Typically, the secret to enjoying summer in Ohio is a mixture of air conditioning and swimming pools. On the rare occasion that summer storms bring lower humidity we make a bee-line for the nearest park. It seems we were not the only people with this idea on Saturday. The trade off for not hiking in sweat soaked socks is a trail as busy as the mall in December.
John Bryan State Park is located just outside the quirky town of Yellow Springs. It is home to a 59 site campground. Unfortunately, the only toilets available are single stall vault toilets and they did not smell particularly great by mid-summer. Some sites on the perimeter have relatively level pads, but much of the camping is in the middle of a grassy field. I honestly wish the facilities were a bit better because there are so many great activities to explore in the area. But based on the lack of free camping spaces mid-day Saturday, it seems we are the only ones hesitating to camp.
Multiple trails follow the Little Miami River in the park. They are mostly flat and very well maintained. One of the attractions of the park is the ease with which you are able to create a loop. It is easy to follow the trails once you find the trailheads despite a trail map that looks like it was drawn by a drunken monkey. We started from parking lot near the lower shelter house. In the past we have found the South Gorge Trail to be less crowded, with some of the more spectacular scenery so we were disappointed to find the foot bridge closed for maintenance.
Much of the charm of the region results from the multiple geologic rock types and their differing rates of erosion. According to the many interpretive signs in the park, this caused the large boulder formations that they referred to whimsically as “slump blocks”. If there really is such a thing, that means somewhere there is a geologist who has written multiple papers on “slump blocks”. Perhaps there are even “slump block” experts. This idea tickles me.

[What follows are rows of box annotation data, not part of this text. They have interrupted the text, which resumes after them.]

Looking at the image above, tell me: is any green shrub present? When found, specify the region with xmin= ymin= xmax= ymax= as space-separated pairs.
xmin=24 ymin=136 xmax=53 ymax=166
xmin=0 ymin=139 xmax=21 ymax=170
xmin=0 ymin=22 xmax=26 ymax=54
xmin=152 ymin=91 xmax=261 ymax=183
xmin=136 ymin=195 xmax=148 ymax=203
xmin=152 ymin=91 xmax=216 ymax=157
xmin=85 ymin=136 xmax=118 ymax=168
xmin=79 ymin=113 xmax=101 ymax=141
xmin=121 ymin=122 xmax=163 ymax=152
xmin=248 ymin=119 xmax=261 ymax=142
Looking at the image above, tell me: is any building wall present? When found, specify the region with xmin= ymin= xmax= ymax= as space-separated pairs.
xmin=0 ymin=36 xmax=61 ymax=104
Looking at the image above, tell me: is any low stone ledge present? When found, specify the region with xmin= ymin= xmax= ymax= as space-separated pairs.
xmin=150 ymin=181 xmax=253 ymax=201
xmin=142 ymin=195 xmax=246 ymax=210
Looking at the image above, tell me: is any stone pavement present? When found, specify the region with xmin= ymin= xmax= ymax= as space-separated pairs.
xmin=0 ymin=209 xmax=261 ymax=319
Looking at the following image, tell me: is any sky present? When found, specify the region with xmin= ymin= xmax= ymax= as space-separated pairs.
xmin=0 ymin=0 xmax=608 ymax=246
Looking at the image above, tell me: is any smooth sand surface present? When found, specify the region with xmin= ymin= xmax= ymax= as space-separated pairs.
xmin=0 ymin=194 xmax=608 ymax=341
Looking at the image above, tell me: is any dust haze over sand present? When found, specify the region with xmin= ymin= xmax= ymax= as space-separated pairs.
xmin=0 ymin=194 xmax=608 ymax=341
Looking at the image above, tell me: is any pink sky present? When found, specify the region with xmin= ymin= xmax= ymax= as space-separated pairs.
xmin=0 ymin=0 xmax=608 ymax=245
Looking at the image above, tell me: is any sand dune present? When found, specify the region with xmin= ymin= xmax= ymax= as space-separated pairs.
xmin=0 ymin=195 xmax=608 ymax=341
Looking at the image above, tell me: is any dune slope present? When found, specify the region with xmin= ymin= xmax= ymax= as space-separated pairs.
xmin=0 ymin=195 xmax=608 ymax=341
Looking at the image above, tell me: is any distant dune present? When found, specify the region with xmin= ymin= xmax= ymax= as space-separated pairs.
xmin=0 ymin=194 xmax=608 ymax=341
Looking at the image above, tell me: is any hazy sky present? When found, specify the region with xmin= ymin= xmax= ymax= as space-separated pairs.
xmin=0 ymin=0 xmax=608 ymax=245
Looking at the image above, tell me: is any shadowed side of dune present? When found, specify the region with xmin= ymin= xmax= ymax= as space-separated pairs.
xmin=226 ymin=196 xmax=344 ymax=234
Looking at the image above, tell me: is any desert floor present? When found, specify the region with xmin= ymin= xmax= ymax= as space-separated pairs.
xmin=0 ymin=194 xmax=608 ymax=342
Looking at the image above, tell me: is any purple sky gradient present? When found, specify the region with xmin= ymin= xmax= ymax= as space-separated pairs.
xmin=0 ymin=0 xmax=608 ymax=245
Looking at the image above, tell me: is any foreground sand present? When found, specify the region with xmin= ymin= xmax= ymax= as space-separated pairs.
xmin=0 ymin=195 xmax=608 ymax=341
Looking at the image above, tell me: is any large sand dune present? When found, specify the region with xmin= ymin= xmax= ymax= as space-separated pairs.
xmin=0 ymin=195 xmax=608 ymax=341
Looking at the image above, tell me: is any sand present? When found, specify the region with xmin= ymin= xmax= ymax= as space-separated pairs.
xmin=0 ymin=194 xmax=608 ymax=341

Once the trail enters the adjacent Clifton Gorge State Nature Preserve it becomes a bit trickier. Be careful not to turn an ankle on the rocky terrain. While we saw many people out for a walk in flip flops. I would not advise it.
The cliffs that have been looming over the trail behind a screen of lush forest now draw close enough to be appreciated. Soon the trail climbs out of the gorge. A small nature center makes a great spot for a break with picnic tables, benches and indoor bathrooms. Sadly from this point on, the road draws so close to the gorge that you lose much of the sense of nature. This is also some of the most spectacular scenery as the fast moving waters create deep crevices and rushing waterfalls. Well maintained boardwalks and over looks make these views accessible for nearly all hikers. The trail ends at another parking lot, providing and alternative starting point for hikers to explore the area.
For me the highlight of the trail was discovering an active honeybee hive in a tree just off the trail. They seemed just as ignorant of the many hikers passing by their home as most of the hikers who never gave them a glance.
On the return trip, we explored the North Rim trail to avoid the dreaded backtracking. This trail travels the tops of the cliffs a couple hundred feet above the river. Sadly there were no views to speak of. We did discover many eyelets in the rocks that local climbers use to anchor their ropes and ran into a couple of folks enjoying the park from a harness. Otherwise is was a nice walk in woods back to the car.
We wrapped the day up with an early dinner in nearby Yellow Springs. We plan to return to the area to explore many of the other activities. The Little Miami bike path passes through town. We’ve heard good things about the Glen Helen Nature Preserve and Young’s Jersey Dairy Farm as well. There is still much to explore in this part of Ohio.
Frankly, we have idea how many miles we walked. The drunk-monkey maps mean we are only estimating, but based on the time we walked, I would say out and back was in the 5-6 mile range. Perfect for a summer stroll!